Find all integers $x,y,z$ such that $6x+10y+15z=-1$.

Question

I did this-

$6x+5(2y+3z)=-1$

$6(x+1)+5a=5$ ($a=2y+3z$)

One solution to above equation is $x+1=5,a=-5$.

General solution would be $x+1=5+5k,$ $a=-5-6k$ where $k$ is an integer.

Now $2y+3z=-5-6k$. I don't how to go ahead from here.

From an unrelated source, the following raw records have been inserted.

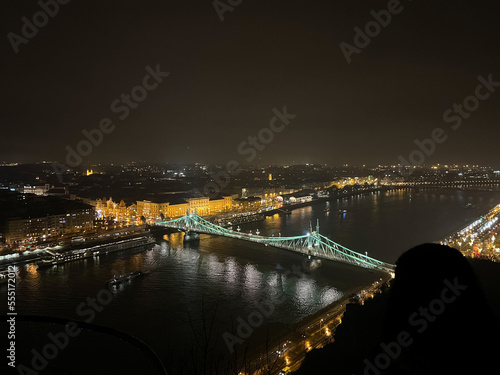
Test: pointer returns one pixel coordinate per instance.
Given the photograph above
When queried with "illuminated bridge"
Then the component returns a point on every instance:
(313, 243)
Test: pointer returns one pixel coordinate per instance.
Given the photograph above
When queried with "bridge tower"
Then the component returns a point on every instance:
(190, 235)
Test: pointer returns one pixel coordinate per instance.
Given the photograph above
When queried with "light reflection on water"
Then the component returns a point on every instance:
(240, 275)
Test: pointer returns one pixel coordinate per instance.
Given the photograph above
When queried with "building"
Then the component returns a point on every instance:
(180, 206)
(36, 220)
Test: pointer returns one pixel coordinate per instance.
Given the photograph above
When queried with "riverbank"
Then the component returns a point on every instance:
(290, 346)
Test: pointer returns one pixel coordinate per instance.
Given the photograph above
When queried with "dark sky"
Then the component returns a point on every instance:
(226, 77)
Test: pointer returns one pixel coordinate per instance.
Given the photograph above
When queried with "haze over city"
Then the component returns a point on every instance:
(228, 187)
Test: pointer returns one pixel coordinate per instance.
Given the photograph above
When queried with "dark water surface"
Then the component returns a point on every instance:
(162, 307)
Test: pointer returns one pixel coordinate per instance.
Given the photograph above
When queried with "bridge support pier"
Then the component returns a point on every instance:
(190, 236)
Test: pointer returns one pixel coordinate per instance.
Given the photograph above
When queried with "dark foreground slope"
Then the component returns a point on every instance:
(440, 316)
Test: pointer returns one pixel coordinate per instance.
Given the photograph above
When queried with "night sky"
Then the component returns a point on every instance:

Any hint?

Source- Challenges and thrills of pre-college mathematics.

since $(2,3)=1$ so for any integer $k$ we can solve $2y+3z=-5-6k$ (and there are countless $(y,z)$ pairs for the solution..) — VicaYang, Sep 01 '19 at 07:49
So you are saying that solution for $y,z$ will depend on $k$ and one more integer(?) We need to find a general solution. — Jayant Jha, Sep 01 '19 at 07:57
Solve your equation when $k=1$, then when $k=2$, then when $k=3$, and so on. Try to spot or derive a pattern. — preferred_anon, Sep 01 '19 at 08:04
You want $2y+5$ is divisible by $3$ (or $3z+5$ is divisible by $2$). Choose one of these for the next step. — Mark Bennet, Sep 01 '19 at 08:14

Reza Rajaei · Accepted Answer · 2019-09-01T14:05:27.000

You can generate all solutions to this equation in the way explained below:

Clearly, $z$ is an odd integer. So assume $z=2k+1$, in which $k$ is an integer as well.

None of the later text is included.